Reaction mass of dimethyl phosphonate and methyl hydrogenphosphonate and phosphonic acid

Administrative data

Description of key information

There no data available on phosphonic ester residue with respect to repeated dose toxicity.
Regarding the individual components of phosphonic ester residue the only available data are provided by Dimethylphosphonate(accounting for about 11 %  in phosphonic acid ester residue) by oral and inhalation exposure. The NOAEL (rat ,oral, subchronic exposure) is 100 mg/kg bw/day and  the LOAEL(rat, inhalation exposure, subacute) is 12ppm (48.7 mg/m³).

Key value for chemical safety assessment

Additional information

There no data available on phosphonic ester residue with respect to repeated dose toxicity.

Phosphonic ester residue contains monomethyl phosphonate, phosphonic acid, and Dimethylphosphonate, and and salt of pyrophosphoric acid. and phosphate which were not further specified

ORAL APPLICATION

Monomethylphosphonate and phosphonic acid

there are no data available

Dimethylphosphonate - oral application

There is a 2 -year repeated dose toxicity study in male and female F344 rats available in which only mortality, body weight development and tumour development were considered; clinical signs, biochemical or clinical chemical effects were not considered. Based on these limitations, this study was not taken into account with respect to repeated dose toxicity.

In a 13 week gavage study male and female Fischer 344 rats were administered 25, 50, 100, 200, 400 mg/kg bw/day dimethyl phosphonate on 5 days/week within the National Toxicology Program (US Health and Human Services 1985). This study was chosen as key study because it was the most critical study in terms of general toxicology despite the lack of data of hematology, clinical chemistry or urinalysis. The NOAEL was determined 100 mg/kg bw/day for female rats and 200 mg/kg bw/day for male rats based on increased mortality, decreased body weight, eye changes (degeneration of the lens, acute diffuse inflammation of the cornea), increased lung lesions (inflammation, congestion, histiocytosis) and in male rats increased urinary bladder calculi at the highest test dose.

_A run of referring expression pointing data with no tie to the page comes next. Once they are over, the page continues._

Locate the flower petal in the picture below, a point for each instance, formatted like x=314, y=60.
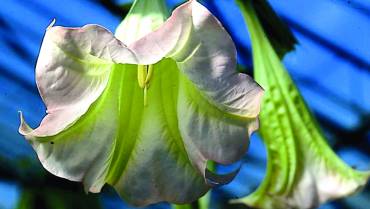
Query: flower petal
x=72, y=71
x=302, y=170
x=206, y=54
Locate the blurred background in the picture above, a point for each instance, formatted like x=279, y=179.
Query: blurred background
x=331, y=66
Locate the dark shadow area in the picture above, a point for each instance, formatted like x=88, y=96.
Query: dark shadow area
x=337, y=50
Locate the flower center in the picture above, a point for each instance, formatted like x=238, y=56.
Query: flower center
x=144, y=74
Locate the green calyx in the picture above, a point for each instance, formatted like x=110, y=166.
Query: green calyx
x=144, y=17
x=302, y=170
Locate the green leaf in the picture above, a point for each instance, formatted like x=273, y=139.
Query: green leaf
x=302, y=170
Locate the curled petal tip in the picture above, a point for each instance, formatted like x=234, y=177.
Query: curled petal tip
x=24, y=128
x=51, y=24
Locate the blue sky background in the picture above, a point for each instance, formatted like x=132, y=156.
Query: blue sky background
x=331, y=66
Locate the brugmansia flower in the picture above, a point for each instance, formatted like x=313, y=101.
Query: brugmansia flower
x=146, y=114
x=302, y=170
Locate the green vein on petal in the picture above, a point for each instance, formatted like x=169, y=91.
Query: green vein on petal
x=302, y=170
x=98, y=129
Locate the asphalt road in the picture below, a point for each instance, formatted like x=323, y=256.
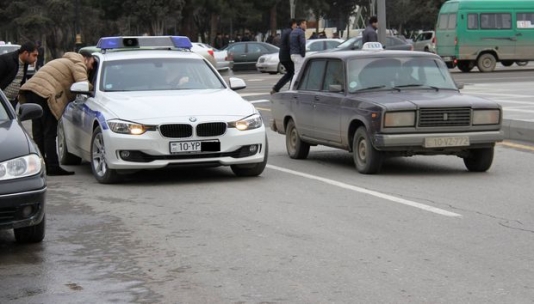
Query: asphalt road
x=311, y=231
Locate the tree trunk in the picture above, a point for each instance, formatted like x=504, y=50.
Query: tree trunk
x=213, y=28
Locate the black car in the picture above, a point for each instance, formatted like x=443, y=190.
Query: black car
x=392, y=43
x=377, y=103
x=246, y=54
x=22, y=175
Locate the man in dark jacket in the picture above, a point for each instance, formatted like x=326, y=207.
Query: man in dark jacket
x=297, y=45
x=14, y=69
x=285, y=57
x=369, y=34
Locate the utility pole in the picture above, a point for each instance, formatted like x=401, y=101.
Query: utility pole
x=381, y=9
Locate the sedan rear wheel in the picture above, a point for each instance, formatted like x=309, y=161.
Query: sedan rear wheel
x=367, y=159
x=479, y=160
x=252, y=169
x=296, y=148
x=101, y=171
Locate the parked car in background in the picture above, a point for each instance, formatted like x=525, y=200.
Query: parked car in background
x=22, y=175
x=205, y=51
x=481, y=33
x=381, y=103
x=246, y=54
x=8, y=48
x=392, y=43
x=425, y=42
x=317, y=45
x=270, y=63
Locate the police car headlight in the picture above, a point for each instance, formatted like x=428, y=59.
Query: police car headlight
x=486, y=117
x=21, y=167
x=126, y=127
x=248, y=123
x=399, y=119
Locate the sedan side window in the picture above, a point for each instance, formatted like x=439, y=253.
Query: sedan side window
x=313, y=77
x=334, y=75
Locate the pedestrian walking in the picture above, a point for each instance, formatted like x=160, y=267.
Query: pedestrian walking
x=369, y=34
x=50, y=88
x=14, y=70
x=285, y=57
x=297, y=45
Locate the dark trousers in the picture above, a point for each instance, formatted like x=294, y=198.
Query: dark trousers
x=290, y=71
x=44, y=130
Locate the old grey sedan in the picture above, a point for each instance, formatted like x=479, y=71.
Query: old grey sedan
x=378, y=103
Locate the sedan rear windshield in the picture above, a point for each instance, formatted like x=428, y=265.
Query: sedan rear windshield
x=157, y=74
x=388, y=73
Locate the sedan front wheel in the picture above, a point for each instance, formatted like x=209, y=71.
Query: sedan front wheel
x=99, y=166
x=367, y=159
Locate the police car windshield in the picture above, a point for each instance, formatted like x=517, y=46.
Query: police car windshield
x=404, y=73
x=158, y=74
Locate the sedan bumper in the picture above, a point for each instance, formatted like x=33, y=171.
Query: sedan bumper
x=152, y=151
x=267, y=67
x=14, y=206
x=385, y=141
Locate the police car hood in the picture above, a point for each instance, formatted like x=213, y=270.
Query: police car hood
x=157, y=106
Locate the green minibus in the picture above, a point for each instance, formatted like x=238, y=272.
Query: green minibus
x=481, y=33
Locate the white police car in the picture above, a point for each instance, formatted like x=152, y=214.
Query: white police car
x=154, y=104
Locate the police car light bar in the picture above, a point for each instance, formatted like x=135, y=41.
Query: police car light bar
x=108, y=43
x=372, y=46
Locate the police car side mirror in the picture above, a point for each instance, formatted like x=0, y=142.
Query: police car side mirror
x=237, y=83
x=81, y=87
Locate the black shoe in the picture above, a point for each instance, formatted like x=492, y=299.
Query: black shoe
x=58, y=171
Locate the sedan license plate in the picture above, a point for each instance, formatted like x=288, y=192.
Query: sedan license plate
x=439, y=142
x=186, y=146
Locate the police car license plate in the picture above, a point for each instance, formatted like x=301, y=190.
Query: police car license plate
x=186, y=146
x=438, y=142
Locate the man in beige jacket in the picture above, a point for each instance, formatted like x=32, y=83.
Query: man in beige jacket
x=50, y=88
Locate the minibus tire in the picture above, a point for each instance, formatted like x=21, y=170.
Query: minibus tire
x=486, y=62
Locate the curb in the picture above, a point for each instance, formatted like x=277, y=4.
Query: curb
x=522, y=130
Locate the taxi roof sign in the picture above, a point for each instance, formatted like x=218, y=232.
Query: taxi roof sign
x=109, y=43
x=372, y=46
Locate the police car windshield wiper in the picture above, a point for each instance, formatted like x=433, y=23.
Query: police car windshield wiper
x=414, y=85
x=374, y=88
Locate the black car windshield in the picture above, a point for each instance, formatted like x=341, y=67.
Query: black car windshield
x=157, y=74
x=399, y=73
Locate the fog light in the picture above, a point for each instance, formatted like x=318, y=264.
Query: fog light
x=27, y=211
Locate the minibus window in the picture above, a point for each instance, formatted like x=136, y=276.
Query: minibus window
x=525, y=20
x=472, y=21
x=452, y=22
x=443, y=18
x=495, y=21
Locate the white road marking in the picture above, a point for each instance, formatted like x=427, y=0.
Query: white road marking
x=259, y=101
x=368, y=192
x=253, y=94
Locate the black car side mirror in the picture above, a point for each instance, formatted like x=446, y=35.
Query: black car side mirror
x=29, y=111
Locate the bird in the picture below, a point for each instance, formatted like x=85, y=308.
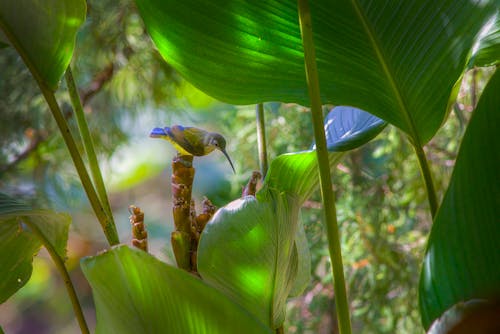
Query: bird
x=189, y=140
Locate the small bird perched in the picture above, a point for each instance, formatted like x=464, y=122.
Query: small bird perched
x=192, y=141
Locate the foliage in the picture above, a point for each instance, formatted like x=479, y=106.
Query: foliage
x=242, y=63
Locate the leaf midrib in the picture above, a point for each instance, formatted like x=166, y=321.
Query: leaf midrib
x=388, y=73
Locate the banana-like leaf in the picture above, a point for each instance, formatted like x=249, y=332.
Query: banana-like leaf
x=254, y=249
x=347, y=128
x=462, y=261
x=488, y=47
x=19, y=244
x=473, y=316
x=255, y=262
x=136, y=293
x=399, y=60
x=43, y=33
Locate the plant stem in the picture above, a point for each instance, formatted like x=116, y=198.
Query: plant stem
x=342, y=306
x=261, y=139
x=77, y=309
x=108, y=226
x=427, y=175
x=88, y=144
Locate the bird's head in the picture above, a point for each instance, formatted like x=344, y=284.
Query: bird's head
x=215, y=141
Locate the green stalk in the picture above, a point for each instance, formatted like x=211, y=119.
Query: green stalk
x=77, y=309
x=261, y=139
x=342, y=306
x=88, y=144
x=108, y=226
x=427, y=175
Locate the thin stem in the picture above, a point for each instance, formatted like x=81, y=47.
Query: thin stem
x=261, y=139
x=77, y=309
x=108, y=226
x=342, y=306
x=427, y=175
x=88, y=144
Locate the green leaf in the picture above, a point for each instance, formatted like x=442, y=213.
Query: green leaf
x=488, y=48
x=136, y=293
x=303, y=276
x=473, y=316
x=378, y=56
x=347, y=128
x=19, y=244
x=254, y=249
x=247, y=251
x=43, y=33
x=462, y=260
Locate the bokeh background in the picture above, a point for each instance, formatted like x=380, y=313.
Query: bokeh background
x=127, y=89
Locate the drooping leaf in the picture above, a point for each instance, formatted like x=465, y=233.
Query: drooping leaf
x=347, y=128
x=19, y=244
x=43, y=33
x=462, y=261
x=254, y=260
x=254, y=249
x=136, y=293
x=303, y=276
x=488, y=48
x=378, y=56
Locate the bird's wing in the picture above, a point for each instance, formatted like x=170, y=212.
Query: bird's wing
x=196, y=138
x=183, y=141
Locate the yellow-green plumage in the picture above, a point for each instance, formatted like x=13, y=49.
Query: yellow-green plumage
x=192, y=141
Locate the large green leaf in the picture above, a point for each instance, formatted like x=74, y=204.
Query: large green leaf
x=254, y=249
x=488, y=47
x=255, y=260
x=18, y=242
x=347, y=128
x=43, y=32
x=398, y=60
x=136, y=293
x=462, y=260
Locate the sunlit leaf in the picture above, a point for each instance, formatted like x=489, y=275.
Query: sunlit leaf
x=379, y=56
x=462, y=261
x=43, y=33
x=247, y=252
x=488, y=48
x=254, y=249
x=136, y=293
x=19, y=244
x=347, y=128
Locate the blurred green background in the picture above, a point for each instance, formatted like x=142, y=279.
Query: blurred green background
x=127, y=89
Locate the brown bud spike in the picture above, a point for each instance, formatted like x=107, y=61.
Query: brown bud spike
x=251, y=187
x=139, y=233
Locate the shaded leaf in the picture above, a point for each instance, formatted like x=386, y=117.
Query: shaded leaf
x=473, y=316
x=247, y=251
x=347, y=128
x=43, y=33
x=19, y=244
x=254, y=249
x=488, y=48
x=378, y=56
x=462, y=260
x=136, y=293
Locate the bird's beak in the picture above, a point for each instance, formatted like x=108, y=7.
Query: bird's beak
x=229, y=159
x=158, y=133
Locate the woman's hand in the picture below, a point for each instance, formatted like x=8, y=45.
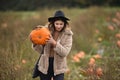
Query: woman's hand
x=51, y=41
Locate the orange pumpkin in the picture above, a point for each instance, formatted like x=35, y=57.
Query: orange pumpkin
x=40, y=35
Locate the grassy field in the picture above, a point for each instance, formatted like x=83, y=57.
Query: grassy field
x=95, y=54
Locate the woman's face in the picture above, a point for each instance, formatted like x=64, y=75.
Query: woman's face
x=59, y=24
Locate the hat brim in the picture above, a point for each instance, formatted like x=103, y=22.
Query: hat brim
x=54, y=18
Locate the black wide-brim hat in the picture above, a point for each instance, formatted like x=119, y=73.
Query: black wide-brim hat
x=58, y=15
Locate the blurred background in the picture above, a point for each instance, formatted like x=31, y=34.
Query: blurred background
x=95, y=53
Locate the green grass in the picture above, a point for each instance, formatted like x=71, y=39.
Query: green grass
x=17, y=58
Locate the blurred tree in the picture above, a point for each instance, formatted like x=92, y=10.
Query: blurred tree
x=39, y=4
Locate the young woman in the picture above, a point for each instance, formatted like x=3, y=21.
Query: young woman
x=52, y=63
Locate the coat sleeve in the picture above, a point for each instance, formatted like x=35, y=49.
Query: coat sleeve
x=37, y=48
x=64, y=49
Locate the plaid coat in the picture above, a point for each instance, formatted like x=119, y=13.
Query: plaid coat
x=62, y=49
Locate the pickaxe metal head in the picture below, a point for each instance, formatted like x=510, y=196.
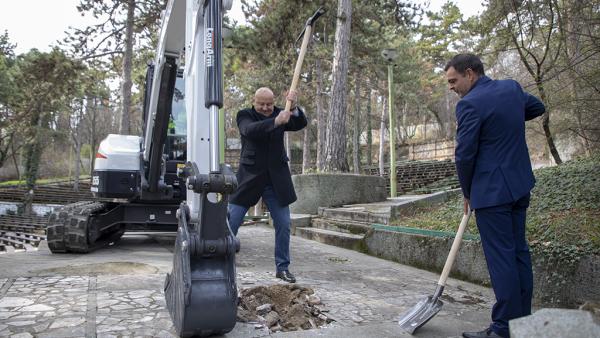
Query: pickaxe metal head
x=311, y=21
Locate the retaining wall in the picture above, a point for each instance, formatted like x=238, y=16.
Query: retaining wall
x=555, y=284
x=331, y=190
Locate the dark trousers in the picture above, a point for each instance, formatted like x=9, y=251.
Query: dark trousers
x=502, y=230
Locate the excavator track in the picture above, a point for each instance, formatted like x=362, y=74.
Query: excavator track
x=68, y=228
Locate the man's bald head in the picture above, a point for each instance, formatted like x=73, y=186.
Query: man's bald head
x=263, y=101
x=264, y=91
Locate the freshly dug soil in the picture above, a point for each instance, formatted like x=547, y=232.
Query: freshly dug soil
x=282, y=308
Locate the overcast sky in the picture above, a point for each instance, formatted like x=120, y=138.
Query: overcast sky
x=40, y=23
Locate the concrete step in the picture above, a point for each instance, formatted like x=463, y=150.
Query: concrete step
x=339, y=239
x=359, y=214
x=341, y=225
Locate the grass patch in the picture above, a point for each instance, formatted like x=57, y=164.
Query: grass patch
x=563, y=217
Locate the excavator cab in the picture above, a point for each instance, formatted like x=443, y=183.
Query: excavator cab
x=171, y=178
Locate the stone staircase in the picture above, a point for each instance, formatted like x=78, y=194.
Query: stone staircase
x=347, y=226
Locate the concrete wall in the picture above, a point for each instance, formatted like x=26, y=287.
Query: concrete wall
x=555, y=283
x=429, y=252
x=328, y=190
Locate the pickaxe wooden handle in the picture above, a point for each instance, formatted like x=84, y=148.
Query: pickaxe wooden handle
x=307, y=34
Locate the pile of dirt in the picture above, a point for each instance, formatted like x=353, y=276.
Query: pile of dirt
x=282, y=308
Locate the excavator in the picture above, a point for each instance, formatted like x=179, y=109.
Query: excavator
x=171, y=178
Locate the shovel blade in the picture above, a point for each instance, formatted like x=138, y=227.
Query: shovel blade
x=420, y=314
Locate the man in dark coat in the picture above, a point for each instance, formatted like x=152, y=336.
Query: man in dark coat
x=264, y=170
x=494, y=170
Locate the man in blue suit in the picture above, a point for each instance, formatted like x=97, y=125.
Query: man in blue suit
x=494, y=170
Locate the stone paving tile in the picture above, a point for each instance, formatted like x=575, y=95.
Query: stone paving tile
x=130, y=301
x=355, y=291
x=135, y=324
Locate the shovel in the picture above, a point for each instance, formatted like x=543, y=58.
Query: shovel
x=430, y=306
x=305, y=35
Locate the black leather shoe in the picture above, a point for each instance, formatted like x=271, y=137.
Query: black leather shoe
x=286, y=276
x=487, y=333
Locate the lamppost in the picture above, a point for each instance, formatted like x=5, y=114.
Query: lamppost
x=390, y=55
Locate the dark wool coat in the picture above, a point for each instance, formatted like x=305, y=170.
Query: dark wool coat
x=263, y=159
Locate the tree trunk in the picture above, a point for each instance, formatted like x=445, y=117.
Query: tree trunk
x=381, y=137
x=546, y=124
x=124, y=128
x=15, y=162
x=335, y=150
x=356, y=132
x=573, y=53
x=33, y=152
x=369, y=130
x=93, y=113
x=321, y=118
x=306, y=151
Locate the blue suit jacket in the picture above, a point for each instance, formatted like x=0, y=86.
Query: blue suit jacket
x=492, y=160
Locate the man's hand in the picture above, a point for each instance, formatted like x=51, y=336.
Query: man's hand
x=283, y=118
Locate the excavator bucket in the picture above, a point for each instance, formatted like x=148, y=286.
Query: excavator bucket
x=201, y=291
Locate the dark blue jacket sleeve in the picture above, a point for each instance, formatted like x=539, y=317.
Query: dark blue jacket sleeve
x=467, y=141
x=254, y=129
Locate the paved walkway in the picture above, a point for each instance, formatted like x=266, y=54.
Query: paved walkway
x=117, y=291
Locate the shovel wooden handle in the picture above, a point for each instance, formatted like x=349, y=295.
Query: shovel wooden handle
x=454, y=249
x=303, y=48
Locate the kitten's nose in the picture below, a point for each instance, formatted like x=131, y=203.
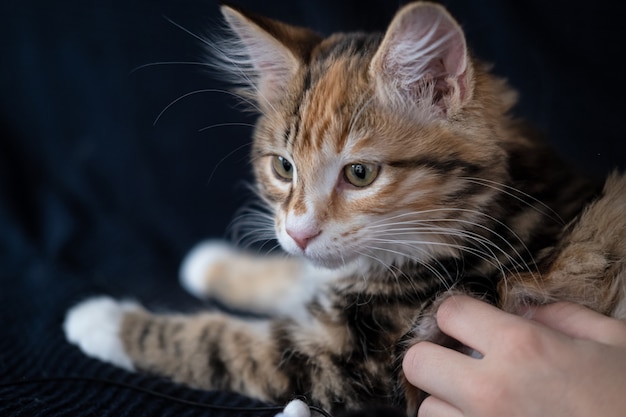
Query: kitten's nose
x=303, y=237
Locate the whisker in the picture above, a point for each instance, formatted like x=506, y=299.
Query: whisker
x=165, y=63
x=191, y=93
x=552, y=214
x=226, y=125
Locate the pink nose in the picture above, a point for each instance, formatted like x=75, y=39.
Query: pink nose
x=303, y=237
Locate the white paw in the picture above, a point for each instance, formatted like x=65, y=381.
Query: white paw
x=93, y=325
x=295, y=408
x=199, y=264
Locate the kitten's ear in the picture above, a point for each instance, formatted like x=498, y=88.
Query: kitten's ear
x=423, y=56
x=265, y=53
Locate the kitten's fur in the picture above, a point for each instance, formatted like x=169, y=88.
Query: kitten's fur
x=466, y=199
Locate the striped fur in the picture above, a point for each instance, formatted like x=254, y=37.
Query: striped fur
x=466, y=199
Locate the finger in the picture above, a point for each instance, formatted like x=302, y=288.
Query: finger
x=580, y=322
x=473, y=322
x=434, y=407
x=442, y=372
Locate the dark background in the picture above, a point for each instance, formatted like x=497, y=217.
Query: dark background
x=96, y=198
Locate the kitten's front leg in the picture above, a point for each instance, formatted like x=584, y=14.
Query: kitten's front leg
x=209, y=351
x=272, y=360
x=266, y=284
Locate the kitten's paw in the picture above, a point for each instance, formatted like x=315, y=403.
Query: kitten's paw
x=93, y=325
x=295, y=408
x=204, y=263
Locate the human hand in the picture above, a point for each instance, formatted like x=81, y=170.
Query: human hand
x=565, y=361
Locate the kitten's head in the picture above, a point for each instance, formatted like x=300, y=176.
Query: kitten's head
x=370, y=146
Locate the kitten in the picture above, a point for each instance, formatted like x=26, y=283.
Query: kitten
x=394, y=174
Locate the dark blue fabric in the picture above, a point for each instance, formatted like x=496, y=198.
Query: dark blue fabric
x=96, y=198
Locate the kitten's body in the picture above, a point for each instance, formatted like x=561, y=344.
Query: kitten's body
x=461, y=198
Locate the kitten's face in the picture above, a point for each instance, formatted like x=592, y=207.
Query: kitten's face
x=360, y=157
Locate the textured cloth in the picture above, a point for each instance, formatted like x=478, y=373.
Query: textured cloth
x=97, y=198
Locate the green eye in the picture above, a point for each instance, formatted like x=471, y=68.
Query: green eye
x=361, y=175
x=282, y=168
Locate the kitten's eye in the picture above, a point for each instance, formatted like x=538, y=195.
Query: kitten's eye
x=361, y=175
x=282, y=168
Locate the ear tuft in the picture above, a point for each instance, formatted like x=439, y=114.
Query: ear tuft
x=423, y=58
x=263, y=54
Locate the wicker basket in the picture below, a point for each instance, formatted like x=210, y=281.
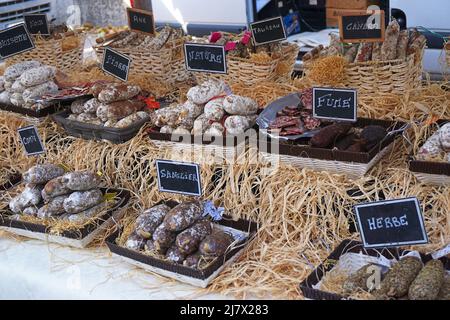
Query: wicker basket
x=50, y=52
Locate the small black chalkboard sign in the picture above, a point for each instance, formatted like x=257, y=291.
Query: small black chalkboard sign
x=179, y=177
x=335, y=104
x=31, y=141
x=362, y=27
x=116, y=64
x=37, y=24
x=15, y=40
x=392, y=223
x=268, y=31
x=205, y=58
x=141, y=21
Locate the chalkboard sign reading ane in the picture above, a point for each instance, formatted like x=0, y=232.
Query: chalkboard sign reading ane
x=391, y=223
x=116, y=64
x=141, y=21
x=179, y=177
x=268, y=31
x=205, y=58
x=31, y=141
x=15, y=40
x=37, y=24
x=335, y=104
x=362, y=27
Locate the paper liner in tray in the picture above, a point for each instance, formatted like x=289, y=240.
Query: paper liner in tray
x=199, y=278
x=79, y=238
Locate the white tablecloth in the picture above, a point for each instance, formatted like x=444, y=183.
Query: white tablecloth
x=32, y=269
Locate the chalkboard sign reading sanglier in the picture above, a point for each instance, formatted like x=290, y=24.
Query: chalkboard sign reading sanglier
x=15, y=40
x=141, y=21
x=37, y=24
x=205, y=58
x=31, y=141
x=268, y=31
x=116, y=64
x=391, y=223
x=362, y=27
x=179, y=177
x=335, y=104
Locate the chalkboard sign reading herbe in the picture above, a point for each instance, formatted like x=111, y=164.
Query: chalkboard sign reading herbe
x=335, y=104
x=31, y=141
x=15, y=40
x=116, y=64
x=141, y=21
x=179, y=177
x=205, y=58
x=391, y=223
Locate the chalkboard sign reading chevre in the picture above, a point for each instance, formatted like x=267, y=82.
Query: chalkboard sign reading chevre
x=391, y=223
x=268, y=31
x=335, y=104
x=37, y=24
x=15, y=40
x=179, y=177
x=31, y=141
x=141, y=21
x=205, y=58
x=362, y=27
x=116, y=64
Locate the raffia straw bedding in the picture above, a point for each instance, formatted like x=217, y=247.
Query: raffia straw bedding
x=302, y=214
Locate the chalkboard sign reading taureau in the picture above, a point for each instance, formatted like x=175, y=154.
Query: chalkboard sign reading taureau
x=179, y=177
x=37, y=24
x=141, y=21
x=15, y=40
x=31, y=141
x=116, y=64
x=268, y=31
x=335, y=104
x=391, y=223
x=205, y=58
x=362, y=27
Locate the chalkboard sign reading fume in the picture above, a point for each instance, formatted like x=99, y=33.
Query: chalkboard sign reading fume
x=205, y=58
x=335, y=104
x=15, y=40
x=179, y=177
x=116, y=64
x=391, y=223
x=31, y=141
x=362, y=27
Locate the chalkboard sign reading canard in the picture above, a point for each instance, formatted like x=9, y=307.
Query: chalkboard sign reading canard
x=31, y=141
x=362, y=26
x=116, y=64
x=205, y=58
x=15, y=40
x=391, y=223
x=179, y=177
x=335, y=104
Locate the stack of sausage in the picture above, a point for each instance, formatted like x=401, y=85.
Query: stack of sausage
x=51, y=193
x=208, y=111
x=22, y=83
x=113, y=106
x=180, y=235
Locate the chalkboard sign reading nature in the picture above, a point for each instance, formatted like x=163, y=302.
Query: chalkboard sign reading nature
x=205, y=58
x=179, y=177
x=268, y=31
x=15, y=40
x=141, y=21
x=391, y=223
x=335, y=104
x=362, y=27
x=31, y=141
x=116, y=64
x=37, y=24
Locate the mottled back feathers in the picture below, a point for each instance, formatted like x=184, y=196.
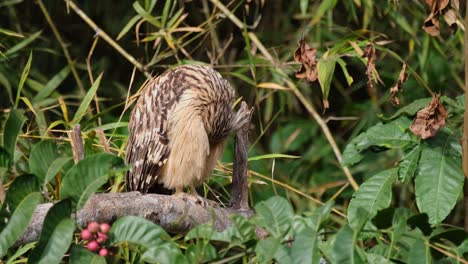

Salt of pyrophosphoric acid and phosphate (not further specified)

There are no data available

INHALATION EXPOSURE

Monomethylphosphonate and phosphonic acid

there are no data available

Dimethylphosphonate

OECD-ICCA_SIDS (published by UNEP 2006) reported that in a 4-week study, male and female Sprague-Dawley rats (20/sex per group) inhaled 48.7, 142.1, 483.1, and 803.9 mg/m3 (12, 35, 119, and 198 ppm) DMP vapor for 6 hours/day on 5 days/week

(Mobil Oil Corporation, 1982).

At all concentrations increased kidney weights were observed in

male and female rats. Irritation of superficial ocular structures, mucosal irritation and keratitis were

shown in all dose groups and in both sexes. The eye changes progressed to cataracts in dose groups

of ≥ 142.1 mg/m3. At ≥ 142.1 mg/m3 cutaneous irritation was observed, the skin effects progressed

to dermatitis at 483.1 mg/m3, and at 803.9 mg/m3 necrosis and acute purulent inflammation of the

skin were main causes of deaths. At 142.1 mg/m3 inflammation of the anterior nares was visible in

male and female rats. At 483.1 mg/m3 the external nares were affected, and at 803.9 mg/m3 red

discoloration of the lungs and the nasal turbinates were observed in both sexes.

In male rats reduced body weight gains were observed at ≥ 142.1 mg/m3. In the next higher dosage

(483.1 mg/m3) body weight losses and increased mortality was shown in male and female rats.

Time to death varied between 7 and 26 days at 483.1 and 803.9 mg/m3. Hypospermatogenesis was

observed in male rats at lethal doses of ≥ 483.1 mg/m3 (details see chapter 3.1.8). Hematopoiesis in

the spleen occurred in 4/18 female rats at 803.9 mg/m3 only and was not observed in the controls or

the lower doses. No historical control data were provided.

The LOAEL derived for this study is 48.7 mg/m3 (12 ppm; corresponds to about 10 mg/kg bw/d).

No NOAEL was achieved in this study

Salt of pyrophosphoric acid and phosphate (not further specified)

There are no data available

DERMAL APPLICATION

There are no data avialble of the individual components of phosphonic ester residue

Justification for classification or non-classification

There no data available on phosphonic ester residue with respect to repeated dose toxicity

ccording to GHS/CLP Regulation 1272/2008 section 3.9.3.4.

Where there is no reliable evidence or test data for the specific mixture itself then the classification of the mixture is based on the cassification of the ingredient substances.

Regarding the available test data results of the ingredient substance Dimethylphophonate, there is no classification required. Therefore no classification/labelling for phosphonic ester residue has to be required.